The labour cost index (LCI) is an indicator which measures the cost of labour. The LCI is a Laspeyres index of labour cost per hour worked, chain linked annually, and based upon a fixed structure of economic activity at NACE section level. The labour costs are the total quarterly costs incurred by the employer in the employment of personnel. Labour cost indices are produced individually for the following categories;
The index is calculated every calendar quarter and is computed through the utilization of internal data available from the National Accounts Unit and the Labour Force Survey (LFS), in order to lessen the response burden on potential responding units.
Figures for total labour cost, wages and salaries, social contributions, and number of employees are compiled from National Accounts data. Figures for actual hours worked by employees are estimated using employment figures available from the National Accounts Unit and weekly average actual hours worked available from LFS. Mean weekly actual hours worked by employees for each NACE division are retrieved from the LFS and these figures are multiplied by the respective figures on employment available from the National Accounts Unit.
Accuracy and reliability of data
LCI data is revised on a quarterly basis to reflect changes in data provided by the primary sources. The last three reference years are considered ‘open’ to revision, since new information from various surveys provides additional updates on wages and salaries, and social contributions.
Timeliness and punctuality of data
Labour cost indices are transmitted to Eurostat within the 70 day deadline following the reference quarter.
Accessibility and clarity of data
At a national level, no statistics related to LCI are released, but data can be downloaded from Eurostat’s online database.
A quality report is compiled and sent annually to Eurostat whereas a national quality report is available on the NSO’s metadata website.

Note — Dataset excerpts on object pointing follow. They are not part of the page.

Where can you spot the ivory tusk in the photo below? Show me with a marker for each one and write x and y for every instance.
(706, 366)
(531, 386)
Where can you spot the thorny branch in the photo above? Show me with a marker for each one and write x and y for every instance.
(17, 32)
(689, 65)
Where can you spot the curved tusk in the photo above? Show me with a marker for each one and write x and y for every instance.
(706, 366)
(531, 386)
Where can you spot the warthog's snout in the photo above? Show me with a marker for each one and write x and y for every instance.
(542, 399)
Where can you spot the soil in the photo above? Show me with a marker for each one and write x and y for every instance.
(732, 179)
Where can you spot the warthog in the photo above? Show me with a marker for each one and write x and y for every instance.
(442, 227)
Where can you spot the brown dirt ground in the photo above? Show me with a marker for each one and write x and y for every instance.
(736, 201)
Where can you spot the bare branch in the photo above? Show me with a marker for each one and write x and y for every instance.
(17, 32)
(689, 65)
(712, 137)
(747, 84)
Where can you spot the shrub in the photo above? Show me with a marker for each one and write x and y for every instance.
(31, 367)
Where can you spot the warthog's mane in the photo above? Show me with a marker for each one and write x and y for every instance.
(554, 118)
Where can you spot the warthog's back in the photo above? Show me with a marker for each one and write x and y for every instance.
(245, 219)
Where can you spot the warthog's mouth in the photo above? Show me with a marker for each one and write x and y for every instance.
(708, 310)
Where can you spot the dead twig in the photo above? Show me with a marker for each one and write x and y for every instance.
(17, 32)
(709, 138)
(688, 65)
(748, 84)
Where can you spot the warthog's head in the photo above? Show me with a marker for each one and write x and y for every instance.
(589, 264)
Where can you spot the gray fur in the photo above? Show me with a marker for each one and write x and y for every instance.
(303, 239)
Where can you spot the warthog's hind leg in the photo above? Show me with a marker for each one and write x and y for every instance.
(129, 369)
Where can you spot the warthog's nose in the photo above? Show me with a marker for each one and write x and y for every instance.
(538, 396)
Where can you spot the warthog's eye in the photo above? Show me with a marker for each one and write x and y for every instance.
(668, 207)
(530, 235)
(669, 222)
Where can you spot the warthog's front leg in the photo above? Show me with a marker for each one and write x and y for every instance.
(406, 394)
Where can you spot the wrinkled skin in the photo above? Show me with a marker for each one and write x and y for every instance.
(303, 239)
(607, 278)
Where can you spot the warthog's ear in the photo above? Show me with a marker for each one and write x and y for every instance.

Coherence and comparability/consistency of data
Definitions used for the compilation of LCI are comparable between all European Union Member States; however the sources used for the production of this statistic vary between different countries.
Subsidies which cover labour costs are included in figures of total labour cost because these can’t be estimated from National Accounts data. The LCI sub-component of actual hours worked by employees is calculated differently using National Accounts employment estimates along with LFS averages. Comparable estimates on actual hours worked are available from 2004 onwards; the reference year since when the LFS started to be carried out on a continuous basis.